L'UE et les États-Unis ont convenu d'apporter des garanties de sécurité à l'Ukraine.
Le chancelier allemand Friedrich Merz a déclaré que l'Union européenne et les États-Unis avaient convenu d'apporter des garanties de sécurité à l'Ukraine.

Selon RIA Novosti, le chancelier allemand Friedrich Merz a déclaré que les pays de l'Union européenne (UE) et les États-Unis ont convenu de fournir des garanties de sécurité à l'Ukraine, similaires à l'article 5 du traité de défense de l'OTAN.
« Il s'agit véritablement d'un accord large et significatif, sans précédent : l'Europe et les États-Unis sont tous deux disposés à aider l'Ukraine. »« Des garanties de sécurité. Dans le même temps, le président Zelensky a mentionné l'article 5 du traité de l'OTAN, ce qui signifie que nous parlons de garanties de sécurité similaires pour l'Ukraine », a déclaré le chancelier Merz lors d'une conférence de presse diffusée sur le site web du gouvernement allemand le 15 décembre.
Le dirigeant allemand a fait remarquer que la partie américaine « a assumé ses obligations politiques et, à l'avenir, juridiques ».
Concernant les avoirs russes gelés, le Premier ministre Merz a déclaré que la Russie n'y aurait pas accès dans un « avenir proche ».
« La décision prise la semaine dernière prévoit le gel indéfini des avoirs russes en Europe, qui resteront inactifs pendant une longue période. Par conséquent, la Banque centrale de Russie, ainsi que l'État russe, n'auront pas accès à ces avoirs dans un avenir proche », a déclaré M. Merz, tout en exprimant l'espoir qu'un accord politique soit trouvé cette semaine concernant le montant des fonds pouvant être débloqués pour apporter un soutien supplémentaire à l'Ukraine.
De retour de Berlin, le Premier ministre polonais Donald Tusk a déclaré que les concessions territoriales de l'Ukraine faisaient partie des conditions posées par les États-Unis pour se porter garants d'un accord de paix.
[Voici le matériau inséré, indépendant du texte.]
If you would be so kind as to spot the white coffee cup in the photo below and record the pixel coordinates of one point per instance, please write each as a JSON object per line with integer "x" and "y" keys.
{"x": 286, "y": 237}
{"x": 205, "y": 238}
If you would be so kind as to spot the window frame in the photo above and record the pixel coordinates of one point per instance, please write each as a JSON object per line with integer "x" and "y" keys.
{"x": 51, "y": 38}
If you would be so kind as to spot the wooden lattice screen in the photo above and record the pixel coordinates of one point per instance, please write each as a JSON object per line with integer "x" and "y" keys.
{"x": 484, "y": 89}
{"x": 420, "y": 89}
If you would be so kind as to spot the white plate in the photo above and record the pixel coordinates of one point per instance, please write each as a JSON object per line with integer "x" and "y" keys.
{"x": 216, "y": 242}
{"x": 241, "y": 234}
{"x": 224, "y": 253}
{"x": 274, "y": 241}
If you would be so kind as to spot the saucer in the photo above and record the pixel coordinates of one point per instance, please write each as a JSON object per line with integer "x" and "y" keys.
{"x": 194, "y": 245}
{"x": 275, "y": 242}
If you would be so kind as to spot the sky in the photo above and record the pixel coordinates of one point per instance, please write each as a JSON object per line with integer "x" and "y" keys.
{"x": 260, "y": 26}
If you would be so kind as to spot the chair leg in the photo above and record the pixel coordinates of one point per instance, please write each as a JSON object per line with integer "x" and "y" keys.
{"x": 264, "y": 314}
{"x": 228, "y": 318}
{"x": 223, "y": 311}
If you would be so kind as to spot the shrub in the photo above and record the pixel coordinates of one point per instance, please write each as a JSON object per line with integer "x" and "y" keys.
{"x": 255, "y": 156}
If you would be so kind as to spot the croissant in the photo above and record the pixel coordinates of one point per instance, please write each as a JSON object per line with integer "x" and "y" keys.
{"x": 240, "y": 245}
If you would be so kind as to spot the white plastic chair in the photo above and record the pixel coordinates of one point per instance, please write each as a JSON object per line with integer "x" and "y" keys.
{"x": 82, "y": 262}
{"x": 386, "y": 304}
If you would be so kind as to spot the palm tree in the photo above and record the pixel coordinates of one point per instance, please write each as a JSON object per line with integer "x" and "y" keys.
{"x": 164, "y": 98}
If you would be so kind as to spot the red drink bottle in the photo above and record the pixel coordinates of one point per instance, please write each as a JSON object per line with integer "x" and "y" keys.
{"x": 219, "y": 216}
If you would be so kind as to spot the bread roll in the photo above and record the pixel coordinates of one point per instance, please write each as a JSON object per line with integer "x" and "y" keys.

« Je ne dirais pas que les États-Unis ont clairement exposé leurs attentes concernant d'éventuelles concessions. Seuls l'envoyé spécial Steve Witkoff et M. Kushner – le gendre du président Trump – ont insisté à plusieurs reprises sur le fait que cette décision devait revenir à l'Ukraine, qu'ils souhaitaient faciliter le processus de négociation et non contraindre l'Ukraine, qu'ils n'avaient aucune intention de faire pression sur elle ni de privilégier une nouvelle concession. Si l'Europe ne partage pas entièrement ce point de vue, les concessions territoriales devraient être un facteur déterminant dans un futur accord », a déclaré le Premier ministre polonais Donald Tush dans un discours diffusé par son cabinet.
L'administration américaine avait précédemment annoncé l'élaboration d'un plan pour résoudre la question ukrainienne. Le Kremlin a déclaré que la Russie restait disposée à négocier et que la table des négociations à Anchorage demeurait une plateforme de discussion.